So, my mom called tonight to let me know that I did something to hurt her terribly on the Friday before I left. She was hurt so badly that she has thought about it every day since I have left. It’s been five weeks now.
Apparently, that day, she asked me to bring a glass of orange juice to my dad in the bedroom. He wasn’t in the bedroom when I got there, so I figured I’d give it to him when he came back upstairs from the basement.
Supposedly, I’d already set out a glass of orange juice on the dining room table for Chris when he got back from work that afternoon, so it was there waiting for him.
My mom asked why I brought the glass of juice for my dad into the kitchen. I said he was rummaging through stuff downstairs and I’d give him the orange juice when he came back up. She snapped at me, took the glass downstairs, and gave it to him.

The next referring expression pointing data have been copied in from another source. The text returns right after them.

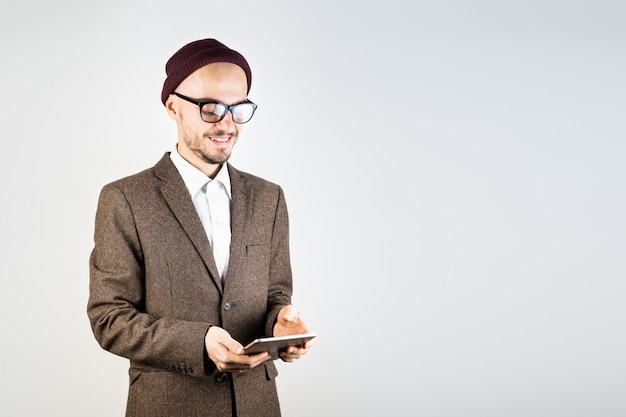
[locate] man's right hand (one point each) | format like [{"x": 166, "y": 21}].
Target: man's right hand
[{"x": 227, "y": 354}]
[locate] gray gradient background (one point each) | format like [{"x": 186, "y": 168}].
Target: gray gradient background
[{"x": 454, "y": 172}]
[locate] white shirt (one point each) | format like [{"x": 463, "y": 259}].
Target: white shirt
[{"x": 212, "y": 198}]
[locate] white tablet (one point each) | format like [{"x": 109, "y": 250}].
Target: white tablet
[{"x": 274, "y": 344}]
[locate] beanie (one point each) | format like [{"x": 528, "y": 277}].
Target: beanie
[{"x": 195, "y": 55}]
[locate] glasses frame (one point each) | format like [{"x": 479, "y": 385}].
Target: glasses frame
[{"x": 200, "y": 104}]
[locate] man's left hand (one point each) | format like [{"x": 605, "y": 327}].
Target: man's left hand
[{"x": 289, "y": 322}]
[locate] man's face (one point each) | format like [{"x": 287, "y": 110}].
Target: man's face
[{"x": 207, "y": 145}]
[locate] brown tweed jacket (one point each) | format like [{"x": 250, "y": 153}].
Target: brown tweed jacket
[{"x": 154, "y": 291}]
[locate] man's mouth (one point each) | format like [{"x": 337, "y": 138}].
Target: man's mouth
[{"x": 220, "y": 139}]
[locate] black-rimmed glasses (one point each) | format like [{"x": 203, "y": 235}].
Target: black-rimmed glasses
[{"x": 214, "y": 111}]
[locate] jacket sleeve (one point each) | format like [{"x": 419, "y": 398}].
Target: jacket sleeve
[
  {"x": 280, "y": 278},
  {"x": 116, "y": 304}
]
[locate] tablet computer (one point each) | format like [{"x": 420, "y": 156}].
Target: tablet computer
[{"x": 274, "y": 344}]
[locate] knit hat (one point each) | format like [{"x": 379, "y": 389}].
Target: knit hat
[{"x": 195, "y": 55}]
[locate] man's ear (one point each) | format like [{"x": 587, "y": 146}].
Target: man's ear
[{"x": 171, "y": 108}]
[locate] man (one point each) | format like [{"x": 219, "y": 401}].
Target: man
[{"x": 191, "y": 257}]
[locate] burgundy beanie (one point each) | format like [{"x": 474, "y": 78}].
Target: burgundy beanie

Clearly, what I have proven to my mother through this incident is that I care about Chris more than my dad because I had a glass out for him already (I don’t remember this and doubt its validity… especially since I distinctly remember pouring him a glass after he arrived), and I wouldn’t go downstairs to the basement (that you can’t even safely walk through without tripping over something) to give my dad his juice.
“You care about this boy who isn’t even your husband yet more than your own father; your father does EVERYTHING for you!” she yelled today. “You’re supposed to put your parents first before everyone! You hurt me so much that day that you don’t even realize!”
I think the term “hypersensitive” and “overreactive” are terms that don’t even begin to encompass what my mother is.